Per rimanere nella parabola, dobbiamo sottolineare che il cammino della storia si orienta verso il suo compimento aprendosi all’accoglienza del Signore nelle vesti dello sposo che torna a casa… non torna da un funerale, bensì dalla festa nuziale che diventa così la cifra con cui siamo chiamati continuamente a interpretare la storia senza cedere a tentazioni di lettura troppo pessimiste e tristi. Al contrario: <Beati quei servi che il padrone al suo ritorno troverà ancora svegli> (12, 37). Come si potrebbe mai dormire in una gioia così profonda e contagiosa come sono le feste nuziali. Il Signore ci chiede di partecipare alla sua gioia e di lasciarci contagiare dal senso di pienezza e di bellezza. Non solo, ci ricorda che il suo ritorno non sarà per noi un tempo amaro di giudizio e di rendiconto, bensì il tempo del sollievo: <in verità io vi dico, si stringerà le vesti ai fianchi, li farà mettere a tavola e passerà a servirli>!
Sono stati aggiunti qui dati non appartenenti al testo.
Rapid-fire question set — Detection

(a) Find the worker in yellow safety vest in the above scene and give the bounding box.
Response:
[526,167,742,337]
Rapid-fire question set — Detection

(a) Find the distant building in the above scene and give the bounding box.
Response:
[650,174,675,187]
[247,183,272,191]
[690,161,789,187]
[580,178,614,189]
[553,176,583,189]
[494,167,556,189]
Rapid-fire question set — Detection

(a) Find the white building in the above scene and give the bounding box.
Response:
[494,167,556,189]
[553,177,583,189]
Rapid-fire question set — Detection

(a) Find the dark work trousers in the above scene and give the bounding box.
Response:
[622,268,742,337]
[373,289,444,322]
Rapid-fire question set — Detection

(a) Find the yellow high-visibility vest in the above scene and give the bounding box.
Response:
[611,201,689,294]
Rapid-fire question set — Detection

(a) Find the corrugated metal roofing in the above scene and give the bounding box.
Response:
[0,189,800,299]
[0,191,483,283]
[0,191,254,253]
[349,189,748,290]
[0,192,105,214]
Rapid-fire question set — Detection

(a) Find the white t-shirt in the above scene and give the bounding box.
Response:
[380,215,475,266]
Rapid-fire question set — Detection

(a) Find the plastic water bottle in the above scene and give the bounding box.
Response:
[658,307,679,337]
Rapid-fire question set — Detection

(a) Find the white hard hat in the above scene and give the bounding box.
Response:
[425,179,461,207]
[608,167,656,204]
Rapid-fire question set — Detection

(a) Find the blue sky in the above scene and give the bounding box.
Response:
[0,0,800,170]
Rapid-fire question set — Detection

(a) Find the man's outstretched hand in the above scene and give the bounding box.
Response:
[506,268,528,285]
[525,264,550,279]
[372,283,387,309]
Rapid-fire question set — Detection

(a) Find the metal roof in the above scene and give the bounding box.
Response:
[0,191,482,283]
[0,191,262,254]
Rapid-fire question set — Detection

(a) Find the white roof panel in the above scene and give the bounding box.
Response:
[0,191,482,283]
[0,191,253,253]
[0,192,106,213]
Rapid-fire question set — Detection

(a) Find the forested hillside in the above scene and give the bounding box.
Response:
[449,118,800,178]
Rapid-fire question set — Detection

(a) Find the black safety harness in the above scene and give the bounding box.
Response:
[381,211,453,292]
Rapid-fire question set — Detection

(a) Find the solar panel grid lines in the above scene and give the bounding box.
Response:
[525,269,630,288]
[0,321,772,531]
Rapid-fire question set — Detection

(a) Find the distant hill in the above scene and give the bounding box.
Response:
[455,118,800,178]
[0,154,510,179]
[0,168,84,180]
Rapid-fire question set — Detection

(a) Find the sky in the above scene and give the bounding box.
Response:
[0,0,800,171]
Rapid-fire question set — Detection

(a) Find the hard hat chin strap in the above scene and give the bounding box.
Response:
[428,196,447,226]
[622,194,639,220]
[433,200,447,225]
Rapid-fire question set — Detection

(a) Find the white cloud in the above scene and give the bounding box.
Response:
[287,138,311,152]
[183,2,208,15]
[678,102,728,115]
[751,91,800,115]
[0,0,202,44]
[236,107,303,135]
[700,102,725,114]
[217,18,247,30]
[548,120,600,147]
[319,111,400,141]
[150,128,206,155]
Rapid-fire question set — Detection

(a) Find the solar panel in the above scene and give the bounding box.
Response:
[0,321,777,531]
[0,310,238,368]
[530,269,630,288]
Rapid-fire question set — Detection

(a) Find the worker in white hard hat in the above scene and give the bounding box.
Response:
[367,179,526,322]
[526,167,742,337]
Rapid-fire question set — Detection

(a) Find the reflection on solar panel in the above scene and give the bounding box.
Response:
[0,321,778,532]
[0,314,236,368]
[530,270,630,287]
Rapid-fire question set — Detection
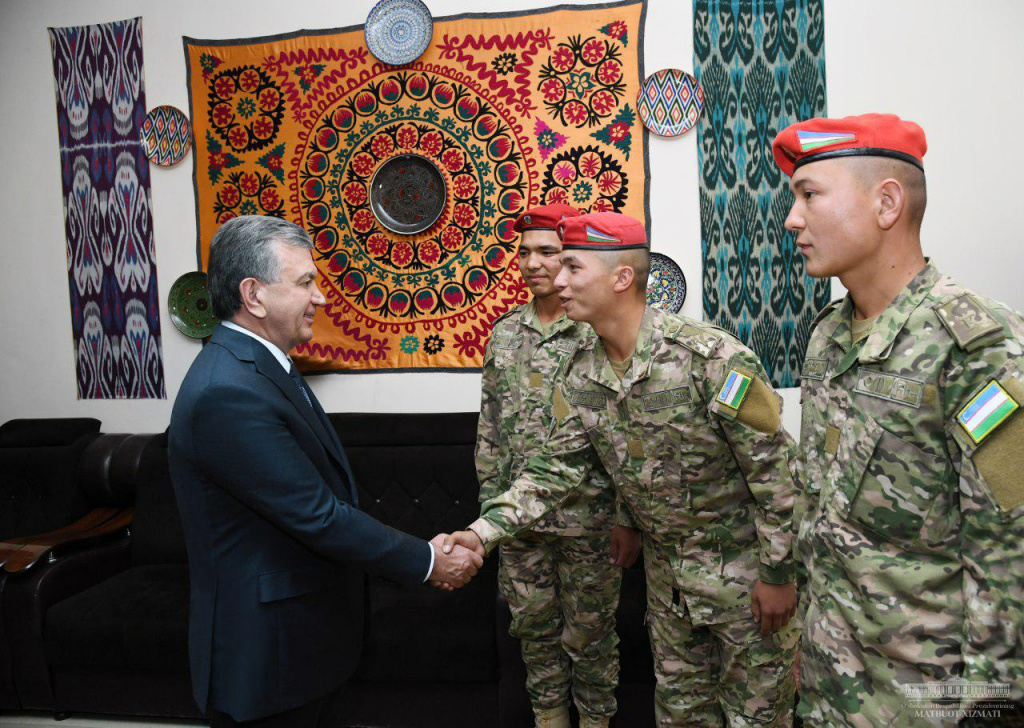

Per commentare e comprendere sempre più profondamente questa parola del Signore, possiamo rileggere con calma – frase dopo frase – la cascata di magnifiche affermazioni che fanno della prima lettura un mosaico di pace e di gioia: <Ora invece, in Cristo Gesù, voi che un tempo eravate lontani, siete diventati vicini, grazie al sangue di Cristo> (Ef 2, 13). Questo sangue non è prima di tutto il sangue sacrificale della riparazione e dell’olocausto compensatorio delle colpe, è prima di tutto il sangue dell’alleanza, come quello che si fa tra amici del cuore mescolando il proprio sangue per sentirsi fratelli non solo per sempre, ma anche da sempre: <Egli infatti è la nostra pace, colui che di due ha fatto una cosa sola, abbattendo il muro di separazione che li divideva, cioè l’inimicizia, per mezzo della sua carne> (2, 14). Alla luce di questa parola possiamo sentire tutta la forza e la consolazione delle ultime parole del Vangelo: <E se, giungendo nel mezzo della notte o prima dell’alba, li troverà così, beati loro!> (Lc 12, 38). Il salmista sembra non stare più nella pelle: <Certo, il Signore donerà il suo bene e la nostra terra darà il suo frutto… i suoi passi tracceranno il cammino> (Sal 84, 13-14). È il cammino dello sposo che torna a passi danzanti e ci invita ad unirci pienamente alla sua gioia per essere <insieme> nientemeno che <abitazione di Dio per mezzo dello Spirito> (Ef 2, 22).